Ray Township is a civil township of Macomb County in the U.S. state of Michigan. As of the 2020 census, the township population was 3,780.

==Geography==
The township is in north-central Macomb County. The village of Romeo touches the northwest corner of the township. The city of Richmond is 12 mi to the northeast, and Mount Clemens, the Macomb county seat, is the same distance to the south. The township is within Metro Detroit, with downtown Detroit 32 mi to the south-southwest.

According to the U.S. Census Bureau, Ray Township has a total area of 36.6 sqmi, of which 0.1 sqmi, or 0.26%, are water. The township is fully within the Clinton River watershed, flowing to Lake St. Clair east of Mount Clemens.

Wolcott Mill Metropark, a 2,625 acre park, is located entirely within the township. The park is home to the Wolcott Mill, built in 1847.

==Communities==
There are no incorporated villages within the township, but there are several unincorporated communities:
- Davis, originally called Brooklyn and renamed Davis in 1876 (to avoid confusion with Brooklyn in Jackson County), is located in the southwest corner of the township at Romeo Plank and 27 Mile roads (Elevation: 653 ft./199 m.). Davis was a thriving small community for several decades, peaking in the 1940s. Today, it houses a Baptist church, a Masonic Temple & banquet hall, a cemetery, and stores and other businesses.
- Meade is located in the southeast portion of the township at on the boundary with Macomb Township at 26 Mile Road and North Avenue.
- Ray Center is located east of the center of the township at Hartway and 29 Mile roads west of Indian Trail (Elevation: 643 ft./196 m.).
- Wolcott Mills is located at Wolcott Road and Indian Trail (Elevation: 682 ft./208 m.).

==Demographics==
As of the 2020 census, the population of Ray Township was 3,780.

As of the 2010 census, the population was 3,739. There were 1,404 households and 1,112 families. The population was 96.4% non-Hispanic white, 0.4% African-American, 0.3% Native American, 0.7% Asian, 0.5% reporting two or more races and 1.7% Latino.

As of the census of 2000, there were 3,740 people, 1,305 households, and 1,062 families residing in the township. The population density was 101.5 PD/sqmi. There were 1,349 housing units at an average density of 36.6 /sqmi. The racial makeup of the township was 97.78% White, 0.16% African American, 0.29% Native American, 0.37% Asian, 0.45% from other races, and 0.94% from two or more races. Hispanic or Latino of any race were 1.18% of the population.

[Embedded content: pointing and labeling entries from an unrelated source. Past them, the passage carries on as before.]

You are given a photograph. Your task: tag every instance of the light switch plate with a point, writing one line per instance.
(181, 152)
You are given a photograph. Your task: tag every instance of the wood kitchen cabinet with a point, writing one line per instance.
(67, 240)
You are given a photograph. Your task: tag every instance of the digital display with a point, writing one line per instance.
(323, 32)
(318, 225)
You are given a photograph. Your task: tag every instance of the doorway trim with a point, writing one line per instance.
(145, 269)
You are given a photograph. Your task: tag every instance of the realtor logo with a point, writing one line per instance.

There were 1,305 households, out of which 36.9% had children under the age of 18 living with them, 73.0% were married couples living together, 4.8% had a female householder with no husband present, and 18.6% were non-families. 15.9% of all households were made up of individuals, and 5.2% had someone living alone who was 65 years of age or older. The average household size was 2.84 and the average family size was 3.17.

In the township the population was spread out, with 25.7% under the age of 18, 6.4% from 18 to 24, 30.3% from 25 to 44, 28.2% from 45 to 64, and 9.4% who were 65 years of age or older. The median age was 39 years. For every 100 females, there were 104.7 males. For every 100 females age 18 and over, there were 106.2 males.

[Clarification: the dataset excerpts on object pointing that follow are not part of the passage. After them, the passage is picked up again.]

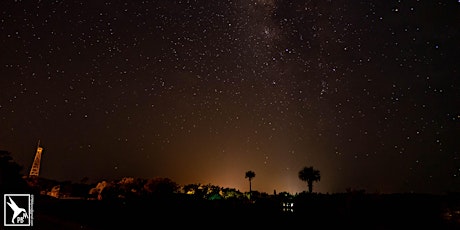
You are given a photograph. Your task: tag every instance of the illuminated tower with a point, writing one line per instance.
(36, 165)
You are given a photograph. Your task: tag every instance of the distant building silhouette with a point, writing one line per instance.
(34, 171)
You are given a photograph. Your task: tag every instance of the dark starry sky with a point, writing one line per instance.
(367, 92)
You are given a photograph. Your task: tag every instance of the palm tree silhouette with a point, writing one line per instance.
(250, 174)
(310, 175)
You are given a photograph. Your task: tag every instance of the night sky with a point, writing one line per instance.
(367, 92)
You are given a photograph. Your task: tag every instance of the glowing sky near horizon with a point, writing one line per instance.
(367, 92)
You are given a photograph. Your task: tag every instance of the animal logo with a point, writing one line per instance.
(16, 211)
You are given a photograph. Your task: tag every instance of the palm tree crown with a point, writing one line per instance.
(310, 175)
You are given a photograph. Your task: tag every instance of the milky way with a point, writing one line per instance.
(367, 92)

The median income for a household in the township was $70,081, and the median income for a family was $76,880. Males had a median income of $51,261 versus $26,830 for females. The per capita income for the township was $26,604. About 1.4% of families and 1.8% of the population were below the poverty line, including 1.7% of those under age 18 and 7.3% of those age 65 or over.

==Government==
Ray Township is governed under state statute by an elected board of trustees with 2 trustees and includes a supervisor, clerk and treasurer. The three of which serve as executive officers of the township with the supervisor, chairs the board and is in charge of assessing and general all other matters outside the clerk's and treasurer's authority. For public library services, the Township runs the Ray Township Library in Wolcott Mills.

School district serving the Township residents are Armada Area Schools, New Haven Community Schools, Romeo Community Schools and Utica Community Schools. Road maintenance is handled by the Macomb County Department of Roads.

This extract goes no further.